La France ne fabrique pas d’underdog.
Et ça lui coûte cher.
Pour Paris 2024, Gracenote prévoyait 27 médailles d'or pour la France.
Elle en a obtenu 16.
Moins onze !
Le pire écart du tableau parmi les grandes nations.
Au même moment, le Japon faisait +7, la Chine +6.

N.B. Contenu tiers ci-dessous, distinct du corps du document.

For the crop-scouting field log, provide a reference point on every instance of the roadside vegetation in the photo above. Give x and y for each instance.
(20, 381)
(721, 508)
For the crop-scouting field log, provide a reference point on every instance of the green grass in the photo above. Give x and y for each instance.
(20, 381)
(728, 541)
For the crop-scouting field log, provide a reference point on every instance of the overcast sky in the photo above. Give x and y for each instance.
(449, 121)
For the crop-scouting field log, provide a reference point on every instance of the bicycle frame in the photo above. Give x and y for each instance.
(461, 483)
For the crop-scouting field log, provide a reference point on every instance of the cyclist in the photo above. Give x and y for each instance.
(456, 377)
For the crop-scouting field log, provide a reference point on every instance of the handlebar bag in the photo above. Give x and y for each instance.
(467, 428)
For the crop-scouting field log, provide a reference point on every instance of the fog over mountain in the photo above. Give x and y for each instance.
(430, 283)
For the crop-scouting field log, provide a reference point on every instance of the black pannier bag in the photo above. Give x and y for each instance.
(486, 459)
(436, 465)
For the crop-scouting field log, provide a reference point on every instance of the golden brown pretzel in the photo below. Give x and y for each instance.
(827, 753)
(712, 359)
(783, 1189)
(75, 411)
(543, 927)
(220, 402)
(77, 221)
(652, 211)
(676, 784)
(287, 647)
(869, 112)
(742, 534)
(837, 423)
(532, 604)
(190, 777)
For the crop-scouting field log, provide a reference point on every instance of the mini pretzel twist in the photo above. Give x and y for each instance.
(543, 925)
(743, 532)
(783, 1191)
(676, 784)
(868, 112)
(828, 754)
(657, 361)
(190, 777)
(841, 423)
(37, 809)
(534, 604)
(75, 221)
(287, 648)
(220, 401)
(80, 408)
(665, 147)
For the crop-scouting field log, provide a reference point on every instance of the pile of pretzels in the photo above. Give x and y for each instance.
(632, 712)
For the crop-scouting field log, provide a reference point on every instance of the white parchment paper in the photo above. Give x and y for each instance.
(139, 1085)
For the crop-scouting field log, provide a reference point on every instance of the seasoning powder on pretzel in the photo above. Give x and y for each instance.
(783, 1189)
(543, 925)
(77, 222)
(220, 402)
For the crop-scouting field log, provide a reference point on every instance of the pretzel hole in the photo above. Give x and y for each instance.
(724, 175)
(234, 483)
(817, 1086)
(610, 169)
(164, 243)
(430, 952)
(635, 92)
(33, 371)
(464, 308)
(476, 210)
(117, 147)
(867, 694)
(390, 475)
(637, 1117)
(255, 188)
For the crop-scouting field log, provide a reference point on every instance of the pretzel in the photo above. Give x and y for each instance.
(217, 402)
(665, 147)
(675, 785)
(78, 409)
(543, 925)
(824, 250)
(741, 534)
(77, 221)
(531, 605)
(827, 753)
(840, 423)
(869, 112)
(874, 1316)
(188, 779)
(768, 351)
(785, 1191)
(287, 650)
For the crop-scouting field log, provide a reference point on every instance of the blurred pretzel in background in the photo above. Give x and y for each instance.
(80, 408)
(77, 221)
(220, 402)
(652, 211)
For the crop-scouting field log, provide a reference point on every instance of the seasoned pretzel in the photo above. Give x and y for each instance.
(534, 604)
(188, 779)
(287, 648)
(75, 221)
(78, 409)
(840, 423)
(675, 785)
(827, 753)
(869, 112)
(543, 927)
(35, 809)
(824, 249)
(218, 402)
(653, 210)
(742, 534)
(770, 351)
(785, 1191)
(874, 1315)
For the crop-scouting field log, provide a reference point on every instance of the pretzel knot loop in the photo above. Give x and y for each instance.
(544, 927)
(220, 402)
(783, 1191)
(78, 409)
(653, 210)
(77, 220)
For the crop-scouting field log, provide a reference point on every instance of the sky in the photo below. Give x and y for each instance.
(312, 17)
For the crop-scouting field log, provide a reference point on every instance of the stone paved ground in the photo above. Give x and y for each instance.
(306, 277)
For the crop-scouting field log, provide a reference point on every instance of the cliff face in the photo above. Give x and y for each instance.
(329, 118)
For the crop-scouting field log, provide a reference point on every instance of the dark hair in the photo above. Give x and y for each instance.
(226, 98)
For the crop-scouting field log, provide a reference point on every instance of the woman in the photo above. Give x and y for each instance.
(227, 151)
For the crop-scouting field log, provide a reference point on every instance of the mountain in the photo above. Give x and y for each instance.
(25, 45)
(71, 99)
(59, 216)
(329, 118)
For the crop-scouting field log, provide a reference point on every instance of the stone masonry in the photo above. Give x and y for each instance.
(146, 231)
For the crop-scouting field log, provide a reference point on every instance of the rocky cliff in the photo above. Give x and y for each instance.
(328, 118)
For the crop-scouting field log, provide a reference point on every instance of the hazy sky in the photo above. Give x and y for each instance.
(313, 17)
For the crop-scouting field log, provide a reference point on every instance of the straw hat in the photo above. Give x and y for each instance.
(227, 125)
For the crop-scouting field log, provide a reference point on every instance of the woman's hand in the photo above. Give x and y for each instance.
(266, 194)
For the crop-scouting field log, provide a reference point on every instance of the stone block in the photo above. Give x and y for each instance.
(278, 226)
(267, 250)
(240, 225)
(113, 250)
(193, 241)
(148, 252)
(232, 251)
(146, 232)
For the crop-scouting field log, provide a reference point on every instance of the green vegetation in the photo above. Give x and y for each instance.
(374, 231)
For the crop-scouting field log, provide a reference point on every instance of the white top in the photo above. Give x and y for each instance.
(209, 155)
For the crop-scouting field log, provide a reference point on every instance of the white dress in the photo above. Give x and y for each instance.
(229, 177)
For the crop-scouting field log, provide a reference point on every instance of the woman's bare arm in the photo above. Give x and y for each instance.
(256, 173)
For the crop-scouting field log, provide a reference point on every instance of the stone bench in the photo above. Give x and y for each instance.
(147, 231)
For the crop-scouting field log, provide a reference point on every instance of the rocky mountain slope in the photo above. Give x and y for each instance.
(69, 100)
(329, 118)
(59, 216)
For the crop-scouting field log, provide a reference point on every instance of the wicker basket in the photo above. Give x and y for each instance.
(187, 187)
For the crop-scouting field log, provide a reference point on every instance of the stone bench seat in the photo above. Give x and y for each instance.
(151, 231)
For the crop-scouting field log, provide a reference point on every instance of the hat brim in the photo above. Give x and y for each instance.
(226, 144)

La France a pourtant décroché 64 médailles au total, au-dessus des prévisions.
Beaucoup de finalistes.
Beaucoup de podiums.
Mais quand il fallait gagner une finale incertaine, la machine s'est grippée.
82 % des titres français ont été remportés par des favoris absolus. Marchand. Riner. Ferrand-Prévot.
Pas des surprises, des confirmations.
La catégorie « personne ne l'avait vu venir » est quasiment absente des médailles d'or.
Ce n'est pas un accident.
C'est le produit logique du système.
Depuis des décennies, la France investit massivement pour éliminer l'incertitude de sa détection :
- Sélection précoce sur la performance brute. Préférence pour les gabarits avancés et les natifs de début d'année.
- Cloisonnement fédéral qui empêche un gym de devenir bboy ou un skieur de devenir tennisman.
- Financement public qui rend tout « pari » sur un profil atypique injustifiable devant le contribuable. L'État français a besoin de certitudes, de garanties que son argent est bien utilisé.
90 % des sportifs de haut niveau juniors français ne confirment pas chez les seniors.
Une étude jamaïcaine sur 1552 athlètes suivis pendant 17 ans trouve le même chiffre : 81 % de déperdition.
Ce n'est donc pas un problème français.
C'est un problème structurel des systèmes qui sélectionnent sur la certitude.
Pendant ce temps, le Royaume-Uni convertit des gymnastes en plongeurs et des athlètes en bobeurs.
L'Australie lance des campagnes nationales pour détecter des « moteurs » physiologiques chez des gens qui n'ont jamais pratiqué le sport visé.
Ces pays n'ont pas plus de talent que nous.
Ils ont une culture de l'incertitude que nous n'avons pas.
L'underdog n'est pas un miracle romantique.
C'est le dividende de l'incertitude acceptée.
La France a un mot pour ce qu'elle fait : « bien faire ».
Elle détecte tôt. Elle structure. Elle accompagne. Elle sécurise.
Et elle obtient exactement ce que cette logique produit : des performances programmées et un déficit de performances improgrammables.
Elle a optimisé le prévisible.
Elle a oublié que la performance, celle qui fait basculer une finale, est par nature une irruption du possible dans le champ de la certitude.
Adrien Sedeaud, chercheur à l'INSEP, le dit dans le INSEP le Mag de janvier/février: « Le véritable enjeu n'est pas de prédire une performance, mais d'estimer l'ensemble des possibles. »
C'est la bonne question.
Encore faut-il en tirer les conséquences et créer les conditions de l'émergence du possible.
Fabriquer des underdog, ce n'est pas renoncer à l'excellence.
C'est accepter que l'excellence a besoin de l'imprévu pour se dépasser.